Local teams win on speed and atmosphere. Easy communication. Natural bonding. Quick problem-solving. But they accumulate knowledge debt that compounds over time, and that debt shows up as painful onboarding, repeated explanations, and a growing dependency on specific people’s memory.
Remote teams win on scalability and knowledge durability. Everything is written. Everything is searchable. Onboarding gets faster, not harder, as the project grows. But the start is slower, team spirit requires active investment, and you need people who are actually equipped for remote work - both in terms of mindset and environment.
The ideal? Good project management that makes you forget whether someone is local or remote. Same access to information, same communication standards, same expectations.
That’s hard to achieve. But knowing where each team type breaks down is the first step to actually getting there.



Great analysis! I’ve never stopped to consider “people who prefer office work tend to write fewer notes.” What an astute observation.
I’ve always maintained that allowing a team to decide at the team level what works best is where you will see the highest level of engagement. There’s an agency component of allowing someone to decide that impacts how they show up.

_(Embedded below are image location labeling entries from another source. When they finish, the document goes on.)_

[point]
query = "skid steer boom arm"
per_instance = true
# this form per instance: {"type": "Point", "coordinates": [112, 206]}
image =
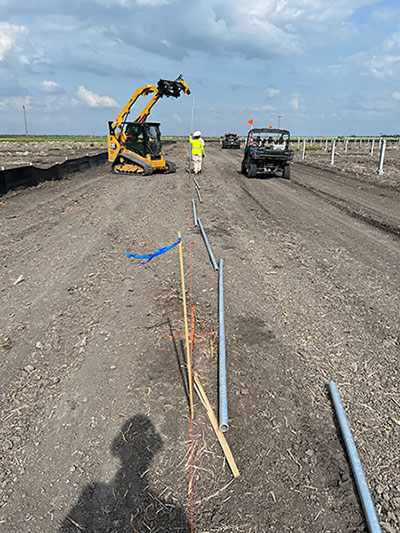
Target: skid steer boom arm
{"type": "Point", "coordinates": [163, 88]}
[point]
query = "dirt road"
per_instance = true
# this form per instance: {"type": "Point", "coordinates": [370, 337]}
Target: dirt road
{"type": "Point", "coordinates": [95, 422]}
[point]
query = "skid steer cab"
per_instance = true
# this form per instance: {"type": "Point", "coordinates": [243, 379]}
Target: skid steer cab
{"type": "Point", "coordinates": [140, 151]}
{"type": "Point", "coordinates": [135, 147]}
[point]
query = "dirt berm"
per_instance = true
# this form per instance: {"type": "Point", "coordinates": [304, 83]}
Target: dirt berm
{"type": "Point", "coordinates": [95, 423]}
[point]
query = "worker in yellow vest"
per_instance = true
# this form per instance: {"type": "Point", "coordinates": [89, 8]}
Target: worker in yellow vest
{"type": "Point", "coordinates": [198, 151]}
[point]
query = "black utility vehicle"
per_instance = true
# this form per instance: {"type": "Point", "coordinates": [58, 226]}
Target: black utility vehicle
{"type": "Point", "coordinates": [267, 151]}
{"type": "Point", "coordinates": [231, 140]}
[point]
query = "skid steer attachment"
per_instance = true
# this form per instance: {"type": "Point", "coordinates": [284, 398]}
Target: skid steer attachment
{"type": "Point", "coordinates": [135, 147]}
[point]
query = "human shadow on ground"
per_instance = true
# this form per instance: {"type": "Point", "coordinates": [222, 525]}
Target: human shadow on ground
{"type": "Point", "coordinates": [127, 503]}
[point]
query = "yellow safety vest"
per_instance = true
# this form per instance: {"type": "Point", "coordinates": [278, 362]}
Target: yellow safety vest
{"type": "Point", "coordinates": [197, 146]}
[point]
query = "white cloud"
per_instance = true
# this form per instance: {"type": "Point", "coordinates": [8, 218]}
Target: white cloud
{"type": "Point", "coordinates": [385, 14]}
{"type": "Point", "coordinates": [272, 93]}
{"type": "Point", "coordinates": [50, 86]}
{"type": "Point", "coordinates": [153, 3]}
{"type": "Point", "coordinates": [177, 118]}
{"type": "Point", "coordinates": [382, 62]}
{"type": "Point", "coordinates": [261, 108]}
{"type": "Point", "coordinates": [8, 35]}
{"type": "Point", "coordinates": [94, 99]}
{"type": "Point", "coordinates": [295, 102]}
{"type": "Point", "coordinates": [54, 102]}
{"type": "Point", "coordinates": [14, 102]}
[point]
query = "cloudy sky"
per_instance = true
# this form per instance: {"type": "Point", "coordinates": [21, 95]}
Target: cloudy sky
{"type": "Point", "coordinates": [328, 67]}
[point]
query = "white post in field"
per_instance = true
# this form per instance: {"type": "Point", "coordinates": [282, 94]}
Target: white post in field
{"type": "Point", "coordinates": [333, 151]}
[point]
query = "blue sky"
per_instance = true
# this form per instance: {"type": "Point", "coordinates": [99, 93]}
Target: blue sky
{"type": "Point", "coordinates": [329, 68]}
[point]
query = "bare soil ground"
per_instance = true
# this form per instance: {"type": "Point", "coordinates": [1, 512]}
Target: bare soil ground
{"type": "Point", "coordinates": [95, 422]}
{"type": "Point", "coordinates": [358, 161]}
{"type": "Point", "coordinates": [45, 153]}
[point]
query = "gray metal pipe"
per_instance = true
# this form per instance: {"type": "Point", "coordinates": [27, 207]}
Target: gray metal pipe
{"type": "Point", "coordinates": [358, 472]}
{"type": "Point", "coordinates": [194, 212]}
{"type": "Point", "coordinates": [199, 195]}
{"type": "Point", "coordinates": [223, 396]}
{"type": "Point", "coordinates": [195, 182]}
{"type": "Point", "coordinates": [207, 245]}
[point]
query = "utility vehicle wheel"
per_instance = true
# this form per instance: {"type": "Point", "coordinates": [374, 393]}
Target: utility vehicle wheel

Genuinely enjoyed this breakdown from a technical team perspective.
Thanks for this. It reminds me of my time at Trustpilot when we all went remote during the pandemic and also opened a new location. In the first few weeks slack was silent and progress was slow as most collaboration rituals and decisions were previously in person. We introduced the RFC and eventually found the “remote” rituals that were keeping and sharing context and then the teams were flying.